Coherent Anti-Stokes Raman Scattering (CARS) microscopy is label-free vibrational microscopy that allows visualization of  biomolecules in virtually non-treated biological samples. CARS microscopy is mostly used to visualize cellular lipids due to strong CARS signal of CH2 bonds frequently present in fatty acids. In the cells, lipids are present in the form of lipid droplets and lipid bilayers constitute cellular membranes. Lipids are also present in the nucleoplasm where they regulate various functions of the genome, such as gene expression. Nucleoplasmic lipid content is unevenly distributed and nucleoplasmic lipids are concentrated in the nucleoli, nuclear speckles and nuclear lipid islets. Here we used CARS microscopy to study the role of nuclear lipids in the functional organisation of the genome.

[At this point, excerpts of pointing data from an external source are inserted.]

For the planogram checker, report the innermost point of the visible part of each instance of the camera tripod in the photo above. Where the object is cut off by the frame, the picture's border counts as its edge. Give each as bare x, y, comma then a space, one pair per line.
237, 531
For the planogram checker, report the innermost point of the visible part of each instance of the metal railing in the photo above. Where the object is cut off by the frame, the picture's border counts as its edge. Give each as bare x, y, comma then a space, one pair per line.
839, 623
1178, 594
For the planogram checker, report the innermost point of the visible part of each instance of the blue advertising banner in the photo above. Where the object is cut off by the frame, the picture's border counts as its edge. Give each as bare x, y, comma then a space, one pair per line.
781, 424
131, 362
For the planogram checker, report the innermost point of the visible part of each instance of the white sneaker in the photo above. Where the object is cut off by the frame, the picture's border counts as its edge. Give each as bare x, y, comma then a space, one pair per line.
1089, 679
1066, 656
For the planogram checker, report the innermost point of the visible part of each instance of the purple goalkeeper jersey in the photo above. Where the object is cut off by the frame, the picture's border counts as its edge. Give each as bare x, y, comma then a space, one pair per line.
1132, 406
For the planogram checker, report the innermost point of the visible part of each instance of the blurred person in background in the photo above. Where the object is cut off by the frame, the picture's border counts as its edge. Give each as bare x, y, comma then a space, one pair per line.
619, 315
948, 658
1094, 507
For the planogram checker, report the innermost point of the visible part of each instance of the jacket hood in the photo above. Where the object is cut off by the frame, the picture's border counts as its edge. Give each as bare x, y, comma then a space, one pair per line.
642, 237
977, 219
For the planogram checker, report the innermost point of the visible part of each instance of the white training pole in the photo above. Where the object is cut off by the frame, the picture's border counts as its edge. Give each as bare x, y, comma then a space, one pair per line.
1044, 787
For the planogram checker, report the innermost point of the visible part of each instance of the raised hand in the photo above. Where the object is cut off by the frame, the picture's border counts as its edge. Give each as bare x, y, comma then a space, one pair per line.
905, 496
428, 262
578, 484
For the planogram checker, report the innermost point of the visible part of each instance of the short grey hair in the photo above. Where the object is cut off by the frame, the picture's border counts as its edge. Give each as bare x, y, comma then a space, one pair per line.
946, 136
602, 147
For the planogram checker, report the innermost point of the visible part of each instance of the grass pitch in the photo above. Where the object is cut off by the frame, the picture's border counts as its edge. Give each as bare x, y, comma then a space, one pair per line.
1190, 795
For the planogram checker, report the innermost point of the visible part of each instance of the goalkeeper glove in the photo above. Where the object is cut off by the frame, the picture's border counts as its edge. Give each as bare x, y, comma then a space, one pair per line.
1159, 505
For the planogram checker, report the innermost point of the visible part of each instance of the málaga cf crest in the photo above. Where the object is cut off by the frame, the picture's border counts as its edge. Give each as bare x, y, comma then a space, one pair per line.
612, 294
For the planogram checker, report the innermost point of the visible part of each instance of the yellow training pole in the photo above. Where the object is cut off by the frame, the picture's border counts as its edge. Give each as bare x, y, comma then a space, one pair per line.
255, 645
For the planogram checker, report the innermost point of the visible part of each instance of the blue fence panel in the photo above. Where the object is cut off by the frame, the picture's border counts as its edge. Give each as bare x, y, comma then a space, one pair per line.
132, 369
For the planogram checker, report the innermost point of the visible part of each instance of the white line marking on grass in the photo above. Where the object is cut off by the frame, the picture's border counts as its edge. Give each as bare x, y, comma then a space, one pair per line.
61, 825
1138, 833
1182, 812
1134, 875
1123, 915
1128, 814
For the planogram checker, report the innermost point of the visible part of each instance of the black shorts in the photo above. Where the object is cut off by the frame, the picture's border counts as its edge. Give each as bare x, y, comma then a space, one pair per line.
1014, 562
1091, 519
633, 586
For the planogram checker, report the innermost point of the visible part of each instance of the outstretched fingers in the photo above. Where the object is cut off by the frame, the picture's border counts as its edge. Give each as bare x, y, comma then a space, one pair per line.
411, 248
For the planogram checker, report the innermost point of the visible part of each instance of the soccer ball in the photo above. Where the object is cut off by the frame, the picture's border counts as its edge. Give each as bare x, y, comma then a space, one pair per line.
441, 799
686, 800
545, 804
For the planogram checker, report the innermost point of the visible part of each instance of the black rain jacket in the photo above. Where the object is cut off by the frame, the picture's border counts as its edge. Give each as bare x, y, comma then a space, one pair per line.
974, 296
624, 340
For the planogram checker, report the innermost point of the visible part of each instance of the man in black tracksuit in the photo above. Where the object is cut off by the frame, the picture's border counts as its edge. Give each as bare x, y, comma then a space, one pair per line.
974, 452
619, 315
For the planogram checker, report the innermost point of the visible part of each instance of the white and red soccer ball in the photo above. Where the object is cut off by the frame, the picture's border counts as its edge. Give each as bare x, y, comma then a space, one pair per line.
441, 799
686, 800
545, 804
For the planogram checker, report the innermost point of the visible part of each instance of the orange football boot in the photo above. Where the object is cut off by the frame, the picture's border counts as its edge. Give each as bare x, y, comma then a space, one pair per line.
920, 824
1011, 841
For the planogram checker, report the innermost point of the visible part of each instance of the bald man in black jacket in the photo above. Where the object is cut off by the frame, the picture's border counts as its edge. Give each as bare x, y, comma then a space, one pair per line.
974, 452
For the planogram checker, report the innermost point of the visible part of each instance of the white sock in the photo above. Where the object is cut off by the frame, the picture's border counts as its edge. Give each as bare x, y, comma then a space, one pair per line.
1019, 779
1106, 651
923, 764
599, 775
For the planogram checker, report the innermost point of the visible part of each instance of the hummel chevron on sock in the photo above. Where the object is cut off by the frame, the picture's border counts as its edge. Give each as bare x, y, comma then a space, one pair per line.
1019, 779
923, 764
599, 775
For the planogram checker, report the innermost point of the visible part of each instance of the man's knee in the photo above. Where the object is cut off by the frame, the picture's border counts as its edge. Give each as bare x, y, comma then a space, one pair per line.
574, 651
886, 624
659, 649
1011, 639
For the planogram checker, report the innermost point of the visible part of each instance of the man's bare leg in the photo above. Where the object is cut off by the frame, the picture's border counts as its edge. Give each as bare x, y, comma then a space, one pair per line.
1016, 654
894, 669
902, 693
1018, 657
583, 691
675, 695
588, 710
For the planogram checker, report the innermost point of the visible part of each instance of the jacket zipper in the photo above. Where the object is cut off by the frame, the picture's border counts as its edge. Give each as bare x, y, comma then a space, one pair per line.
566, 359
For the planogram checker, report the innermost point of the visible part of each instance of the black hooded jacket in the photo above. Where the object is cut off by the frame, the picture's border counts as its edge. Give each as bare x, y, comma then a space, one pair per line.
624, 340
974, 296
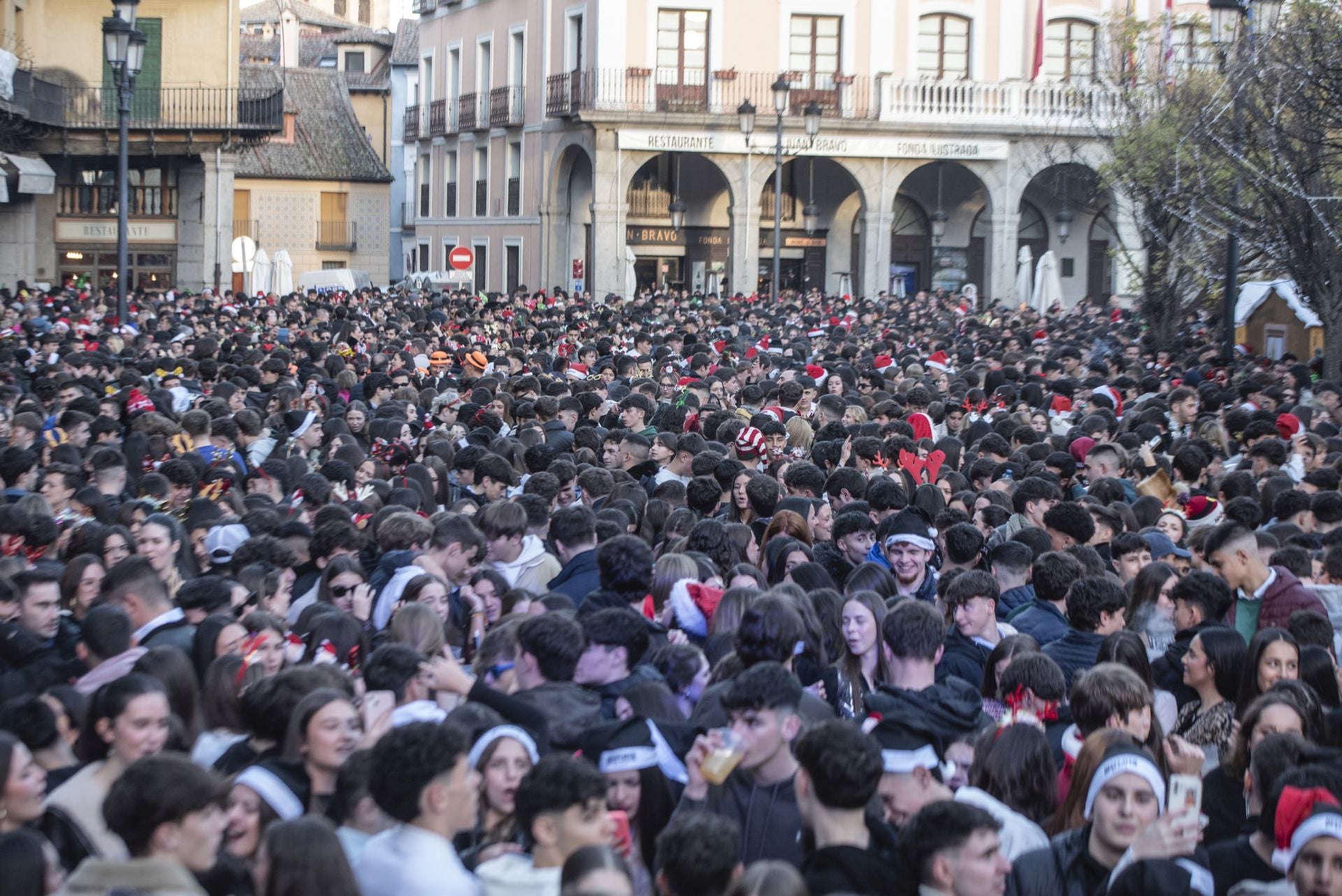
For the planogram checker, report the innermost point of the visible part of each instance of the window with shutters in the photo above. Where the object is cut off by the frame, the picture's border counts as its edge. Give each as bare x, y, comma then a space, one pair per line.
1070, 50
944, 48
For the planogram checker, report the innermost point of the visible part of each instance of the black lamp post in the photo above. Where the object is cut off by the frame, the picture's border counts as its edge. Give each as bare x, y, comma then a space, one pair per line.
1225, 19
125, 50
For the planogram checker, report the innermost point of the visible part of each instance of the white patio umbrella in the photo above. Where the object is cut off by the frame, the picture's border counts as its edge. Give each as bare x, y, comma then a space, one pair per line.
1048, 287
631, 280
1024, 268
282, 274
261, 273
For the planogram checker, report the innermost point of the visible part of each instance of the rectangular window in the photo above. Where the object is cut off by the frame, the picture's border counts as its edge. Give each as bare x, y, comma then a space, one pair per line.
1070, 50
450, 192
814, 50
944, 48
482, 182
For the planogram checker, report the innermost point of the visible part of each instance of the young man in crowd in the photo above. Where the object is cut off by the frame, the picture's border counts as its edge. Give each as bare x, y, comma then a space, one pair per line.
763, 704
421, 779
560, 808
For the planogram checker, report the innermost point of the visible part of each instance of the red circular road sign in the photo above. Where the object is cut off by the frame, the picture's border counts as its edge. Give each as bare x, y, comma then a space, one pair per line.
461, 258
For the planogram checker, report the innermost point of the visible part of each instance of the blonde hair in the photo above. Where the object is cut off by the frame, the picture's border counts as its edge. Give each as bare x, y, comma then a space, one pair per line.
669, 570
419, 627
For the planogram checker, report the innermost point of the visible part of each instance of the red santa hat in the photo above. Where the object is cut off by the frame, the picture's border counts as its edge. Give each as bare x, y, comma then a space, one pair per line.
751, 443
1111, 393
694, 605
1304, 814
137, 401
1289, 427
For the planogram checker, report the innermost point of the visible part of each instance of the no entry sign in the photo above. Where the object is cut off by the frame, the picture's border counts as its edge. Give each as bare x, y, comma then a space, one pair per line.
461, 258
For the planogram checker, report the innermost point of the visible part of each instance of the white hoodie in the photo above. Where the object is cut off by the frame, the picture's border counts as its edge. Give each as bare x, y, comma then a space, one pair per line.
533, 568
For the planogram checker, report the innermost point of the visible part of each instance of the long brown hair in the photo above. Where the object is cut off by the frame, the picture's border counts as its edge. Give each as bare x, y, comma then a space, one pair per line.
850, 664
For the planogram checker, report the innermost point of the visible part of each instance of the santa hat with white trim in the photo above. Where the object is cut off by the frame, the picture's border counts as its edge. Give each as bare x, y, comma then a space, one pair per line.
1111, 395
1302, 816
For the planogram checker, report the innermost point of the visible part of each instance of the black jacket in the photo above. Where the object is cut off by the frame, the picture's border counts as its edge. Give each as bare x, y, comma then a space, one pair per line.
1074, 652
962, 658
1057, 871
579, 577
1039, 620
570, 707
951, 709
557, 436
768, 817
847, 869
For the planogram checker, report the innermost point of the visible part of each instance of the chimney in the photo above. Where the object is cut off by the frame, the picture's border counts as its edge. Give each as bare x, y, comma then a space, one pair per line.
287, 38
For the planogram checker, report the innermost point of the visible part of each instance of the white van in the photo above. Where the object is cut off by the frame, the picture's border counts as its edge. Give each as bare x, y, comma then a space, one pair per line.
335, 280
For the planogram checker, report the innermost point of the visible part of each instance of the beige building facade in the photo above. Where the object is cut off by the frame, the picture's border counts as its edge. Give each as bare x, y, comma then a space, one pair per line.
554, 138
58, 128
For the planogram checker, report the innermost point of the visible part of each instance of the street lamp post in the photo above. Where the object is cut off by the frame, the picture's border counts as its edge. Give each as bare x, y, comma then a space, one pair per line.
1225, 19
125, 50
811, 115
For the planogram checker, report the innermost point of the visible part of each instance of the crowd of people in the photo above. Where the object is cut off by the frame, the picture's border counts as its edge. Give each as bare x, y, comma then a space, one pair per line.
405, 595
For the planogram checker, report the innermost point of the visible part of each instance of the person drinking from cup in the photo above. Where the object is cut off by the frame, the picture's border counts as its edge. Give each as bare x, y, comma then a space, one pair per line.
745, 773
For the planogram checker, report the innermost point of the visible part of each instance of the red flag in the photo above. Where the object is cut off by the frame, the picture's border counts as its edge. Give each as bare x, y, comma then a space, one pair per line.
1039, 43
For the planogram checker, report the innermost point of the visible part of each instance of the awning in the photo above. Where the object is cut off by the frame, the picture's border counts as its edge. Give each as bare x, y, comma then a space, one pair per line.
35, 175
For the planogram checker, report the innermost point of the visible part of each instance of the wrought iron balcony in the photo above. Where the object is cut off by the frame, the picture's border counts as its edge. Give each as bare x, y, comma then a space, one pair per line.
340, 236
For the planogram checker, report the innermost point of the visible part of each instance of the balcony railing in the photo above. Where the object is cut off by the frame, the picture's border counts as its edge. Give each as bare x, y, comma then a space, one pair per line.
254, 109
514, 196
650, 201
1027, 105
340, 236
1006, 105
507, 106
468, 112
87, 200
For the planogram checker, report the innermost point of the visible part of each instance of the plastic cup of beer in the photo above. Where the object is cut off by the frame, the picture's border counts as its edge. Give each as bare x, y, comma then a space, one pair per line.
723, 758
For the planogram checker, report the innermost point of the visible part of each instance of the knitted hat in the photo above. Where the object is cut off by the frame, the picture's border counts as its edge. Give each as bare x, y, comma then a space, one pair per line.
694, 605
751, 443
1203, 510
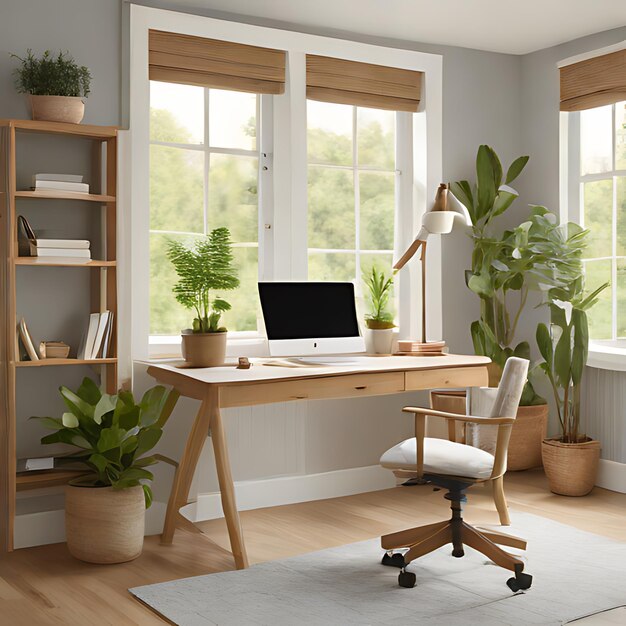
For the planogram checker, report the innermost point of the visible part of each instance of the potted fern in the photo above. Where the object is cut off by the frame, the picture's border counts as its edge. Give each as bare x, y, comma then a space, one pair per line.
379, 321
112, 434
203, 271
56, 86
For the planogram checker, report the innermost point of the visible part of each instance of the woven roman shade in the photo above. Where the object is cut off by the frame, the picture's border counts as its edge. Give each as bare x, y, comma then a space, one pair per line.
362, 84
594, 82
177, 58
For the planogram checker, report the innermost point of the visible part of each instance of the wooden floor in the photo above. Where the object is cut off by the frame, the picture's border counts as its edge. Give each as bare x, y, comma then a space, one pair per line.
44, 585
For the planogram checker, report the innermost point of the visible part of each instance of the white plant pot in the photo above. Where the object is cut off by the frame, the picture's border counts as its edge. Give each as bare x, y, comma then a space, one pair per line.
378, 341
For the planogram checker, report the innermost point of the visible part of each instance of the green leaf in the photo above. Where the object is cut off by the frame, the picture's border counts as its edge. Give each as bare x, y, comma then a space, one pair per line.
515, 169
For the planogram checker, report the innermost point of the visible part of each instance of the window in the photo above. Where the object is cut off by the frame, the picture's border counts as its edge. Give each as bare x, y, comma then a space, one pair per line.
351, 190
598, 152
204, 161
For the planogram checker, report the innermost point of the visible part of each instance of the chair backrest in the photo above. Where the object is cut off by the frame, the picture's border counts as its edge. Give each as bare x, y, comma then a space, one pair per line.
492, 402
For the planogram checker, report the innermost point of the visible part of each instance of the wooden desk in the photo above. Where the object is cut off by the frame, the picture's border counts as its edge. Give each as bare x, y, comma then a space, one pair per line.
223, 387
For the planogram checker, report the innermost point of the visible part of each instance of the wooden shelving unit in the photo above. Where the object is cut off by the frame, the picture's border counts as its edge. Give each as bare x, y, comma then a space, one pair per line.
103, 293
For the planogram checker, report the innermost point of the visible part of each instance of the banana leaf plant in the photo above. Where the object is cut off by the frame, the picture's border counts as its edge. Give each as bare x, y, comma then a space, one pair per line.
112, 434
564, 345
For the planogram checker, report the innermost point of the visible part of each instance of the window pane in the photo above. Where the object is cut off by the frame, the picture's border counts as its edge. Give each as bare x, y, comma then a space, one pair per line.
232, 119
332, 266
377, 197
176, 113
376, 137
329, 136
596, 142
233, 196
331, 208
167, 316
598, 206
245, 300
176, 189
597, 273
620, 136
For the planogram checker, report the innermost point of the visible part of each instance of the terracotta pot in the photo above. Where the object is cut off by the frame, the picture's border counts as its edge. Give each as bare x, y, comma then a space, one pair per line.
104, 525
378, 340
571, 468
57, 108
204, 349
529, 430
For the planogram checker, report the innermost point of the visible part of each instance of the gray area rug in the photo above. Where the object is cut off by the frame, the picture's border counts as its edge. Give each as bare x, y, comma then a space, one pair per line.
575, 574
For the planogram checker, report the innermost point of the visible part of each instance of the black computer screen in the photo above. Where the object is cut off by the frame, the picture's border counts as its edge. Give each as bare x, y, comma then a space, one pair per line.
308, 310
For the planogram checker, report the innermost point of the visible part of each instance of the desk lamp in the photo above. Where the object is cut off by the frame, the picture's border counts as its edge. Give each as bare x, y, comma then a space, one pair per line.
438, 220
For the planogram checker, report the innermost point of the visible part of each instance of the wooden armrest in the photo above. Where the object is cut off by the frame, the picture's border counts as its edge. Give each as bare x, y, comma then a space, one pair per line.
456, 416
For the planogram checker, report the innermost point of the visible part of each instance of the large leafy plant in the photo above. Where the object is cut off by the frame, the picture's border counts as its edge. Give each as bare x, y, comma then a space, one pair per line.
379, 290
206, 268
564, 345
52, 75
112, 434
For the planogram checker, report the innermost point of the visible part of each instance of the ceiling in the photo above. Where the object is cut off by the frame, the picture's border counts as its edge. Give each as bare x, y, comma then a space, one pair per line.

We have detected heterogenous CARS signal in the cell nucleus and confirmed the specificity of the signal. We set on to identify the structural and functional components of the cell nucleus emitting CARS signal. Combination of the transmitted light and CARS microscopy revealed no correlation between CARS signal and nucleoli. Spectral imaging and linear unmixing revealed no correlation between CARS signal and fluorescently labeled speckles. Although CARS microscopy is often used to visualize cellular lipid content with no need for staining, CARS signal is emitted by CH2 bonds and therefore is not exclusively lipid specific. CH2 bonds are present also in proteins and nucleic acids. Therefore, we hypothesized that heterogeneity of nuclear CARS signal could represent different states of chromatin, e.g. heterochromatin vs. euchromatin. However, spectral imaging and linear unmixing revealed no correlation between CARS signal and DAPI stained heterochromatin. Our efforts to correlate nuclear CARS signal to specific nuclear structural and/or functional components continue. Those efforts will be beneficial for further application of label-free CARS microscopy to study the functional organization of the cell nucleus.